A ‘via crucis’ das finanças gaúchas segue produzindo episódios pitorescos. Dessa vez, envolve o confisco parcial pelo governo de contribuições sindicais autorizadas por servidores para desconto em folha e que, portanto, devem ser repassadas automaticamente pela Secretaria da Fazenda às entidades. Uma delas, a União Gaúcha dos Escrivães, Inspetores e Investigadores da Polícia Civil (Ugeirm-Sindicato), não recebeu os repasses de setembro de 5 mil sócios e acusa o governo de apropriação indébita, crime previsto no artigo 168 do Código Penal Brasileiro e que consiste no “apoderamento de coisa alheia móvel”, sem o consentimento do proprietário. O valor total para todas as entidades soma 32 milhões de reais e o repasse deve acontecer ainda na noite desta segunda-feira.
“Nosso departamento jurídico está vendo as medidas judiciais cabíveis, podendo até que ajuizemos ação coletiva com os demais sindicatos. Mas é uma barbaridade, porque além de parcelar, esse governo agora confisca”, desabafa o presidente da Ugeirm, Isaac Ortiz. Negando a pedalada ou o confisco, a Secretaria da Fazenda, por meio de sua assessoria de imprensa, justifica a simples falta de dinheiro. Argumenta que, desde o último dia 14, quando foi integralizado o pagamento da folha de setembro, não houve a entrada de recursos que possibilitassem o repasse aos sindicatos. Neste final de semana, o ICMS da indústria deve possibilitar ao governo honrar compromissos até o dia 24 (como é o caso do dinheiro das entidades sindicais) e das consignações relativas à folha, como o vale-refeição, que totalizam R$ 100 milhões.

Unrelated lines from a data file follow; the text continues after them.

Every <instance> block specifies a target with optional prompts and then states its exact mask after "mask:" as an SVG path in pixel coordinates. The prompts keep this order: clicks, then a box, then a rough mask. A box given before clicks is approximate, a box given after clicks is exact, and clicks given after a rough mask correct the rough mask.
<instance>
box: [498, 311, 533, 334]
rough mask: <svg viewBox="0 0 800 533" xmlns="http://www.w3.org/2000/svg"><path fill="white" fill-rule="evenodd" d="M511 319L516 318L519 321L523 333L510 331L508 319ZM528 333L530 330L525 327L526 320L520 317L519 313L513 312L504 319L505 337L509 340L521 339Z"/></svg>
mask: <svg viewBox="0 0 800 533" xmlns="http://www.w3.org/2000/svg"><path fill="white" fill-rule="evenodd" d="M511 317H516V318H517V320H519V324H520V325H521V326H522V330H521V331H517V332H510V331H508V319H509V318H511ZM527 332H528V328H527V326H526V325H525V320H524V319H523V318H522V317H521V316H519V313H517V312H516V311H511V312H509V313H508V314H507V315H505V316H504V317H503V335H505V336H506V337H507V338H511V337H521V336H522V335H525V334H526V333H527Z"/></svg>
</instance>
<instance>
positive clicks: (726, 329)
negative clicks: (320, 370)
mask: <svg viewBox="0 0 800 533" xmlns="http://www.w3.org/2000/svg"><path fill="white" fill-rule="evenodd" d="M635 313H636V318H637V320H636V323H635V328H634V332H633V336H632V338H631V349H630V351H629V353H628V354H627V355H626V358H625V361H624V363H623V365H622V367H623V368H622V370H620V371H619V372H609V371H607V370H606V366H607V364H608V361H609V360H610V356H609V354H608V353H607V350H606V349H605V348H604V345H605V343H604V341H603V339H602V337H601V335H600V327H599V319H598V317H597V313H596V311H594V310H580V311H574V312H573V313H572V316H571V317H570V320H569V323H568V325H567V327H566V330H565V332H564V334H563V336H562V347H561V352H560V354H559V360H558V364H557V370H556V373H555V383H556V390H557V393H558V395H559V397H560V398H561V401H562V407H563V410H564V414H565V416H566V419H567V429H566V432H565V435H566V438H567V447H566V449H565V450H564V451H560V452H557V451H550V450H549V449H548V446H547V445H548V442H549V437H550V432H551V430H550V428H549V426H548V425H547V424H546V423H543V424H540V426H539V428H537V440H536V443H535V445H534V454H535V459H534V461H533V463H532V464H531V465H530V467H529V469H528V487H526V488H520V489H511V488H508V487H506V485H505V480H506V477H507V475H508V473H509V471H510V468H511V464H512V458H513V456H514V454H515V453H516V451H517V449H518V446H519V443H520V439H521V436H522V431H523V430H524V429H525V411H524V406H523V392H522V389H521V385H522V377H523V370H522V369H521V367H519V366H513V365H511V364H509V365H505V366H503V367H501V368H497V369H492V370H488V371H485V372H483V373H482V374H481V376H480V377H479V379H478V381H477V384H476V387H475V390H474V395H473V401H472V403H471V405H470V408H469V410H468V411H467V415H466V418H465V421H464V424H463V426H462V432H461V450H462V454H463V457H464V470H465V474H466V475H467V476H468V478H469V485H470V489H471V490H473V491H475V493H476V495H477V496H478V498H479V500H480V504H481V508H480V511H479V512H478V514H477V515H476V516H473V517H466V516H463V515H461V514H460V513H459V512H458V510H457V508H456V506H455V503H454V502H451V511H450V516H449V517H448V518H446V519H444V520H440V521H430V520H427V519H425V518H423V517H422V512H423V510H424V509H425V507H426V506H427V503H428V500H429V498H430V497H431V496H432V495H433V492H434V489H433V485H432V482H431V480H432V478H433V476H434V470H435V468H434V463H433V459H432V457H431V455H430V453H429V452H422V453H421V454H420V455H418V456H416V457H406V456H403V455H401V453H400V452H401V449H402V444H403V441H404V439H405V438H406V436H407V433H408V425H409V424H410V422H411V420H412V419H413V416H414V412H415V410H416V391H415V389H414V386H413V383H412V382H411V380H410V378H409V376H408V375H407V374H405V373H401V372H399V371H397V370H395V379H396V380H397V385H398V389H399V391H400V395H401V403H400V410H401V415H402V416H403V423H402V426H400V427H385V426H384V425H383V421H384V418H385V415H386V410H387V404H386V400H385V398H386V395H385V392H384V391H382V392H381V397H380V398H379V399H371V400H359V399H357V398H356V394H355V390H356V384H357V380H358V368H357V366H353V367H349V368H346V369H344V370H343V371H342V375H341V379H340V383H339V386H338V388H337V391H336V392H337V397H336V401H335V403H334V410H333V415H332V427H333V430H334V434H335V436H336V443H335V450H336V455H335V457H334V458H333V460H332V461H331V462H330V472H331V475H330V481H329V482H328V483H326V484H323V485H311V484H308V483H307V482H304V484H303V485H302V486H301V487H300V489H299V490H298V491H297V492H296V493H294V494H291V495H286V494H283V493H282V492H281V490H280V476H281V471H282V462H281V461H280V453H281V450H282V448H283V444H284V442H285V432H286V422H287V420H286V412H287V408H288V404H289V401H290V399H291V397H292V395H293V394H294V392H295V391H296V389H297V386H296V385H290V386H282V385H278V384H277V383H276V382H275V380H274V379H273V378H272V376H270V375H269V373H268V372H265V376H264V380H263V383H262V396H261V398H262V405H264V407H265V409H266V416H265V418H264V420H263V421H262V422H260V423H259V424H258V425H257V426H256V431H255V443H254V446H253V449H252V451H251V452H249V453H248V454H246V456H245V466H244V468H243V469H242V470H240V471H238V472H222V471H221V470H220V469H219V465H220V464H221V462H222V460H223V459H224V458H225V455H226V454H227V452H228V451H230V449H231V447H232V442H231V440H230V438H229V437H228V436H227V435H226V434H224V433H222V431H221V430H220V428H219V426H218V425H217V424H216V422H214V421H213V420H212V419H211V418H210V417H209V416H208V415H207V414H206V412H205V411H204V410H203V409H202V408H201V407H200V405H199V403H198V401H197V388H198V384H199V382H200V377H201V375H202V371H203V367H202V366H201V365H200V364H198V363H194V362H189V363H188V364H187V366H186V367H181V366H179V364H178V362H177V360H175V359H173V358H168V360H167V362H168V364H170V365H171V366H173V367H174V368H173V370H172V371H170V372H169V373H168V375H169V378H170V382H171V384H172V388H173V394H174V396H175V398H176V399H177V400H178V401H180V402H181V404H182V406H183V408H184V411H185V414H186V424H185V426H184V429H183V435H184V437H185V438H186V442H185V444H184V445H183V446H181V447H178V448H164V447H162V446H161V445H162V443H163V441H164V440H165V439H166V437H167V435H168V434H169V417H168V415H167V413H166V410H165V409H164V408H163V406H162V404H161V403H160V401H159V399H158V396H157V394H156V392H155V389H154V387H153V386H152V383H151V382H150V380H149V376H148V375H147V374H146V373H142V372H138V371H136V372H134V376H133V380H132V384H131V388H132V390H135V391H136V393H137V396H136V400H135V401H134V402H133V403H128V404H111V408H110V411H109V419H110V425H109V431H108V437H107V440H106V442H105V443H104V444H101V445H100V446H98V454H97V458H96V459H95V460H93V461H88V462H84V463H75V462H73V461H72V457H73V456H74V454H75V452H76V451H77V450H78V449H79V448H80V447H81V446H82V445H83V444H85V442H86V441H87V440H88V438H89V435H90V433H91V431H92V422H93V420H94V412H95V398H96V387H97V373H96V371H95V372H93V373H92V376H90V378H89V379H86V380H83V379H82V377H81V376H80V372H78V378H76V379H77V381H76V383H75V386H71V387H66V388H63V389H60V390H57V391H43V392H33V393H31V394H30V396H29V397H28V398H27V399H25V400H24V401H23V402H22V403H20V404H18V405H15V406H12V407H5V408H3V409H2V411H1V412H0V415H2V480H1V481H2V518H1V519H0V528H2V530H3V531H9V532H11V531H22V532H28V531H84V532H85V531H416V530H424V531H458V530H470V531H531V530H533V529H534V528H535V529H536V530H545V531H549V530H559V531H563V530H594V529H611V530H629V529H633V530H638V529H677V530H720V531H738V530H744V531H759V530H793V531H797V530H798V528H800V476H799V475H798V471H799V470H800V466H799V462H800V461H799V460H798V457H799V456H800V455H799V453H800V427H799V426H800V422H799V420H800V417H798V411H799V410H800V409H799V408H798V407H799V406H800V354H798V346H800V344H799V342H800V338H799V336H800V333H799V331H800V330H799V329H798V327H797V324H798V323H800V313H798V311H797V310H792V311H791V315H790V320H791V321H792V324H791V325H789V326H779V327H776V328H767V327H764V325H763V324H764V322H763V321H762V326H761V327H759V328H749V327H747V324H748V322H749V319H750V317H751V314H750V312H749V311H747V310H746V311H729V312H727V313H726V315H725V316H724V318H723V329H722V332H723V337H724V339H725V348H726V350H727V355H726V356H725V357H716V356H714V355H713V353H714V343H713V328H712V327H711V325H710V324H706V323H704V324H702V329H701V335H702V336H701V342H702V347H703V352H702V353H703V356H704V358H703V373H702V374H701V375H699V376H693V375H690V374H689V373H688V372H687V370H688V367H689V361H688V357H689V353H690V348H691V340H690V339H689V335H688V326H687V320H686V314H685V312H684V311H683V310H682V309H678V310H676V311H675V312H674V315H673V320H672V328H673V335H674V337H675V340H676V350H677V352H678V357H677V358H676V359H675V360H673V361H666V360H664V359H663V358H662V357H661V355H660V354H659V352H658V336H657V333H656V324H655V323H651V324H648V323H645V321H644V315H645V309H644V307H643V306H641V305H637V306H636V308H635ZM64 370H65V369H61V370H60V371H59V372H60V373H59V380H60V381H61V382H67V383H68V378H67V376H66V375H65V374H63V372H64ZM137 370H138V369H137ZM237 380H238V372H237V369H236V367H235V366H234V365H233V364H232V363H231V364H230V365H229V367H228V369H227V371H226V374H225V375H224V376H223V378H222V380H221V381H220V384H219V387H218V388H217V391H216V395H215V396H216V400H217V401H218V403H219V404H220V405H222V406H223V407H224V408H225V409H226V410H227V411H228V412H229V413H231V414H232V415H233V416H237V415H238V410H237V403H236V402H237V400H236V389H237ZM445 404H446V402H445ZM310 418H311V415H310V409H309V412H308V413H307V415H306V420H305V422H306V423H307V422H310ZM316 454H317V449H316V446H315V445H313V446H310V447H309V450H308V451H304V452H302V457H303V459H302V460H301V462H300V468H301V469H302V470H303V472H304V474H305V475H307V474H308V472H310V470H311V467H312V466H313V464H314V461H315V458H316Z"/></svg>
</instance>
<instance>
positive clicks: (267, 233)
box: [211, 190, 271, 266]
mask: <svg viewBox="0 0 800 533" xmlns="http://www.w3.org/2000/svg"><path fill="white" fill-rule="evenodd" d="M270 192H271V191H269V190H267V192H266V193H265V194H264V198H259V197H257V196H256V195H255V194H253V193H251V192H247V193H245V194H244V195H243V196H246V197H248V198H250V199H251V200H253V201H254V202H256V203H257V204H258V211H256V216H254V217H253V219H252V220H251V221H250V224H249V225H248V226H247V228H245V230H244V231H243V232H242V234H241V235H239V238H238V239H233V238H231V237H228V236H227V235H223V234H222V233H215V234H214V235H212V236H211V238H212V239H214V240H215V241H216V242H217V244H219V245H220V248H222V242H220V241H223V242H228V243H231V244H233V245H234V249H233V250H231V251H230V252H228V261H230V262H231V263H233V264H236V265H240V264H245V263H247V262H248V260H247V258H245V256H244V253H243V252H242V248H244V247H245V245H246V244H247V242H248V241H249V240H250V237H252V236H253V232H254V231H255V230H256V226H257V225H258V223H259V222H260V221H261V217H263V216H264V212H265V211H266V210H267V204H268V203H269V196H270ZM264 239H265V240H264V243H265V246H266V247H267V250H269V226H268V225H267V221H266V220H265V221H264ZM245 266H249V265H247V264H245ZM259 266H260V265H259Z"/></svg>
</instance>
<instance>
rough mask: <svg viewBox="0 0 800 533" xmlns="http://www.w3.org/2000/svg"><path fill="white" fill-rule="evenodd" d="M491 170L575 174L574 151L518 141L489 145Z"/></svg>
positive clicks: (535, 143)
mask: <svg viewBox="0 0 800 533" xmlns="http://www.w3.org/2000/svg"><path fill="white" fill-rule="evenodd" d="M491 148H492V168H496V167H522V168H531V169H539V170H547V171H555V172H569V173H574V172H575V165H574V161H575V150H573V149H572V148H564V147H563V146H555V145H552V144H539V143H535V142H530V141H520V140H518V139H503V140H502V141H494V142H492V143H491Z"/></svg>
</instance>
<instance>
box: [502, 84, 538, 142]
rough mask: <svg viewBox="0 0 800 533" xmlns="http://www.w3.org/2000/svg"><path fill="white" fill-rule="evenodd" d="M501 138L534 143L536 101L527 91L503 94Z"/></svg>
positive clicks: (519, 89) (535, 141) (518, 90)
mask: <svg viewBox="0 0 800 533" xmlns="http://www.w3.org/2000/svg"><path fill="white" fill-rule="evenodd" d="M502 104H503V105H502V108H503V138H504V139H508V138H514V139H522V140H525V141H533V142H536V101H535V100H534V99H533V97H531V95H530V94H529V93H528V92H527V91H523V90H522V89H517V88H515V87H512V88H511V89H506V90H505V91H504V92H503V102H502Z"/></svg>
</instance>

A Federação Sindical dos Servidores Públicos no Estado do Rio Grande do Sul (Fessergs) comunicou que, juntamente com as entidades do Movimento Unificado dos servidores estaduais, pretendem fazer um ato às 15h30 em frente ao Ministério Público para exigir um retorno do governo gaúcho. Segundo a federação, os valores estão sendo retidos há 21 dias.
Febre financeira segue alta
Conforme a Secretaria da Fazenda, pesou no atraso do repasse às entidades uma decisão judicial que obrigou o Estado a pagar R$ 52 milhões a uma instituição bancária, valor esse sacado dos depósitos judiciais e que vem sendo usado como tábua da salvação para alguns pagamentos, mas também em margens hoje baixas. E se a febre financeira é alta e permanente nos últimos meses, terá novas elevações nos próximos dias. O Estado também está obrigado a depositar, até o final do mês, os repasses à saúde, superiores a R$ 150 milhões, e já acena com o nono parcelamento consecutivo dos salários do funcionalismo neste ano, que deverá ser confirmado no último dia útil deste mês.